Re: [squid-dev] Digest related question.

Eliezer Croitoru

unread,

Mar 15, 2015, 10:03:31 PM3/15/15

to squi...@lists.squid-cache.org, Jack Bates, metalink-...@googlegroups.com

Hey Jack,

Thanks for the links and the help.
I have started working on a pesudo for a way to test\implement some of
the ideas but it is still very far from reality.

The basic code is at:
http://www1.ngtech.co.il/paste/1292/

Which means that if I do trust the source domain I will try to analyze a
head request first before any decision.
(there should be a way to override the request redirection or any other
thing we would want to do with it)

An option would be to add the url into a DB with one to many and many to
one relationship.
And since the pesudo code should be the first step before StoreID helper
run-time, StoreID in place can apply an internal address per a digest of
choice or even multiple choices.

My main concern until now is that if squid would have the cached object
in a digest url form such as:
http://digest.squid.internal/MD5/xyz123"

Squid would in many cases try to verify against the origin server that
the cached object has the same ETAG and MODIFICATION time.

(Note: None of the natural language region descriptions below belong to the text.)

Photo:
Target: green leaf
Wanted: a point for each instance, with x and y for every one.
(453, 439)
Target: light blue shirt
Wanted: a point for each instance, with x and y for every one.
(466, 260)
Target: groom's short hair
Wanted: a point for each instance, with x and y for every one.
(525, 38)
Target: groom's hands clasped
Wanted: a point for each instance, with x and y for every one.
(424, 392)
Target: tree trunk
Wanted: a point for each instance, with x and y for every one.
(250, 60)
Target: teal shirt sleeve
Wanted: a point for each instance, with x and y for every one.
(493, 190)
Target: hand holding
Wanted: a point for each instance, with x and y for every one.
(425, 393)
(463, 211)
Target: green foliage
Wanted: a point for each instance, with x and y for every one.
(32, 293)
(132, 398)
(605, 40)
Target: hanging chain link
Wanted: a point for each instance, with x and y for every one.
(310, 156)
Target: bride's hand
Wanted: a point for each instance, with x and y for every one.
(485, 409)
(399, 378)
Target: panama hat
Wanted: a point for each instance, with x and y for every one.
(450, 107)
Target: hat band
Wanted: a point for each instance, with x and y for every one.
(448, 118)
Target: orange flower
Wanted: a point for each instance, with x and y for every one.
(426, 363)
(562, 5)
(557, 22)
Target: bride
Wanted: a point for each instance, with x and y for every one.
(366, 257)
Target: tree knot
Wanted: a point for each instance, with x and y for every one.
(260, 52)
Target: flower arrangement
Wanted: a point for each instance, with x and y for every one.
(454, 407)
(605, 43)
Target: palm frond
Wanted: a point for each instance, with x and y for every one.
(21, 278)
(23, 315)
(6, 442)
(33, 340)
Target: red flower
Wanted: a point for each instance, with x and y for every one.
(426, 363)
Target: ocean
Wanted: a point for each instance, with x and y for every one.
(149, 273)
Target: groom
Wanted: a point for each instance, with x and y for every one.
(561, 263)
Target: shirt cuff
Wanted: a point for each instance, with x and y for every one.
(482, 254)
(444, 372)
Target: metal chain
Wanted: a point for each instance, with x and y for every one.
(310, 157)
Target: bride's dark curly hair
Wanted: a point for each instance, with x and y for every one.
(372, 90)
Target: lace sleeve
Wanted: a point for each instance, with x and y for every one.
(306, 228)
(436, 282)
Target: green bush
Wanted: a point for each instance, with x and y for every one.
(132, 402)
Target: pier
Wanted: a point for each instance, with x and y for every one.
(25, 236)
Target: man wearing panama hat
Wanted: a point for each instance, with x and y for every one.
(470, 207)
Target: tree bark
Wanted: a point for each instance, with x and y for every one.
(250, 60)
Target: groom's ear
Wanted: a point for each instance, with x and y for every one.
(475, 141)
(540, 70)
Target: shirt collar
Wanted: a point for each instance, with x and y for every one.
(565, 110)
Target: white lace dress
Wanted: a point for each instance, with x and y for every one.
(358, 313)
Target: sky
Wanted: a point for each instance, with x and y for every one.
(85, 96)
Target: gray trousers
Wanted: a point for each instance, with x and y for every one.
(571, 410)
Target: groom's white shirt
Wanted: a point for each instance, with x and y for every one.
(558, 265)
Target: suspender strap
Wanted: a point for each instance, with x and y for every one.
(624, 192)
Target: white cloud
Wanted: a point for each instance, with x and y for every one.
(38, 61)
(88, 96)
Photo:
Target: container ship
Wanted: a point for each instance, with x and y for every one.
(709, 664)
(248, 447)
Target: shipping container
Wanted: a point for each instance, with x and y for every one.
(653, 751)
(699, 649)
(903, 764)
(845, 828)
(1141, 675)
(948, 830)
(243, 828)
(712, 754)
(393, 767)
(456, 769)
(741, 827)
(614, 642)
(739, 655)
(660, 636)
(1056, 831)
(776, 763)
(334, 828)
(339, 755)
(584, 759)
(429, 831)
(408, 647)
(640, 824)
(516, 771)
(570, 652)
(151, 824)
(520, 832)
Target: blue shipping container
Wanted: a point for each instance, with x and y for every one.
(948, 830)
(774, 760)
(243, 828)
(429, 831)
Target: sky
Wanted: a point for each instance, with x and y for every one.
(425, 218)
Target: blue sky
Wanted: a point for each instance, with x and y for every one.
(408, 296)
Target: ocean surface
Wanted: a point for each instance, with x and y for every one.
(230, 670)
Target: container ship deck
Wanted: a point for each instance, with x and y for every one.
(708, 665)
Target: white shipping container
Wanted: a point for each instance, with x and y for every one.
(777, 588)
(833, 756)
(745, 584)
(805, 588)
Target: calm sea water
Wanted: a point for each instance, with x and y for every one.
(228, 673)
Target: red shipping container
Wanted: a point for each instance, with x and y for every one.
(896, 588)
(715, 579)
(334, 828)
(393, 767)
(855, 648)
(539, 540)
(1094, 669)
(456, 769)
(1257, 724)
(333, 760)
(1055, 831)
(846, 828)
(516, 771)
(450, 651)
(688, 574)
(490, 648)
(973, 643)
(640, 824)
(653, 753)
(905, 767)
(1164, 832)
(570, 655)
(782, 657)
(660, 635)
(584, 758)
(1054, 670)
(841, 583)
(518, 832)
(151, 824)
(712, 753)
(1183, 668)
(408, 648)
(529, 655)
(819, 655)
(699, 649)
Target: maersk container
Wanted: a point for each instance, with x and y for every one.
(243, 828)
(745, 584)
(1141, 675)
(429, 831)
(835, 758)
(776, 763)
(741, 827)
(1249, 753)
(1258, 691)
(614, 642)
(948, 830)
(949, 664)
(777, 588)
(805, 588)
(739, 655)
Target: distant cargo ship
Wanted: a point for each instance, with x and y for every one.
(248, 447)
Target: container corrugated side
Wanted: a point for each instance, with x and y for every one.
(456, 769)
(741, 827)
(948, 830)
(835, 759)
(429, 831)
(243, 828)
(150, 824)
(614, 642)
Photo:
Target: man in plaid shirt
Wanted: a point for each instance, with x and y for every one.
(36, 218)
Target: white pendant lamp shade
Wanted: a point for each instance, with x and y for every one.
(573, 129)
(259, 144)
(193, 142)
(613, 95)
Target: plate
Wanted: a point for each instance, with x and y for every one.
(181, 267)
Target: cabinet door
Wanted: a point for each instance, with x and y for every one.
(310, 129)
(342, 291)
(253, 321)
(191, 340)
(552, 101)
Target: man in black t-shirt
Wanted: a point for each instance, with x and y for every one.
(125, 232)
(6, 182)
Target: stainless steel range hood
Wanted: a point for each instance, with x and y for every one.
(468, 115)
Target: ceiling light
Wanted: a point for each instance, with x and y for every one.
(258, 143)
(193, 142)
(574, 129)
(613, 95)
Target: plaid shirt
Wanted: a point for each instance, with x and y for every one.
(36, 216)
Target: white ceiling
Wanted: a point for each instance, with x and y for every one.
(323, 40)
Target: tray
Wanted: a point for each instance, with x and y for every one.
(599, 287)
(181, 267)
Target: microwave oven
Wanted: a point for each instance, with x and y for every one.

I am unsure yet on how to "resolve" this issue in an elegant way which
would not violate the RFCs.

Another subject is the Link headers which I am still considering how to
use compared to Digest which is simple enough.

Any ideas on a direction how to solve any of the above issues(even if I
have not seen them until now) are welcomed at
squi...@lists.squid-cache.org.

Eliezer

On 15/03/2015 04:02, Jack Bates wrote:
> Some of the sites listed here send Digest headers:
> http://www.metalinker.org/samples.html#externalsites
>
> e.g.
> $ curl -v download.documentfoundation.org/libreoffice/stable/4.4.1/rpm/x86/LibreOffice_4.4.1_Linux_x86_rpm.tar.gz > /dev/null
>
> < HTTP/1.1 302 Found
> < Link:<http://tdf.mirror.rafal.ca/libreoffice/stable/4.4.1/rpm/x86/LibreOffice_4.4.1_Linux_x86_rpm.tar.gz>; rel=duplicate; pri=1; geo=ca
> < Link:<http://mirror.nexcess.net/tdf/libreoffice/stable/4.4.1/rpm/x86/LibreOffice_4.4.1_Linux_x86_rpm.tar.gz>; rel=duplicate; pri=2; geo=us
> < Digest: SHA-256=Ggb4nPDpd2T92wVi8k7+w+KND6GjGv6q1biDAWE8snY=
> < Location:http://tdf.mirror.rafal.ca/libreoffice/stable/4.4.1/rpm/x86/LibreOffice_4.4.1_Linux_x86_rpm.tar.gz
>
> Here is an actual example of rewriting the response
> so a client gets a file that's already cached:
> https://groups.google.com/d/msg/metalink-discussion/ww5fFdLfaZo/cSo4Viss85kJ

Jack Bates

unread,

Mar 16, 2015, 1:49:21 PM3/16/15

to Eliezer Croitoru, squi...@lists.squid-cache.org, metalink-...@googlegroups.com

On 15/03/15 07:03 PM, Eliezer Croitoru wrote:
> Hey Jack,
>
> Thanks for the links and the help.
> I have started working on a pesudo for a way to test\implement some of
> the ideas but it is still very far from reality.
>
> The basic code is at:
> http://www1.ngtech.co.il/paste/1292/
>
> Which means that if I do trust the source domain I will try to analyze a
> head request first before any decision.
> (there should be a way to override the request redirection or any other
> thing we would want to do with it)

Is trust an issue?
Assuming you populate the database
with digests that you compute yourself.
If an origin sends a Digest header
and you rewrite the response so a client gets a matching file,
do you need to trust the origin?

> An option would be to add the url into a DB with one to many and many to
> one relationship.
> And since the pesudo code should be the first step before StoreID helper
> run-time, StoreID in place can apply an internal address per a digest of
> choice or even multiple choices.
>
> My main concern until now is that if squid would have the cached object
> in a digest url form such as:
> http://digest.squid.internal/MD5/xyz123"
>
> Squid would in many cases try to verify against the origin server that
> the cached object has the same ETAG and MODIFICATION time.
>
> I am unsure yet on how to "resolve" this issue in an elegant way which
> would not violate the RFCs.

Good point.
When the Traffic Server plugin checks if the file is already cached,
I don't know off hand if it also checks if it's valid.
The plugin could quite possibly redirect a client
to a URL that must be revalidated with the origin.
But maybe this is still an improvement?
Maybe it's good enough, at least for a first iteration?
The plugin does check that the original URL is *not* cached
before rewriting the response.
In your pseudo code,
can you check that the original URL is *not* cached,
before querying the database with the digest?

Eliezer Croitoru

unread,

Mar 18, 2015, 4:59:17 PM3/18/15

to Henrik Nordström, squi...@lists.squid-cache.org, metalink-...@googlegroups.com, Jack Bates

Thanks Henrik,

I have been wondering about what you have mentioned.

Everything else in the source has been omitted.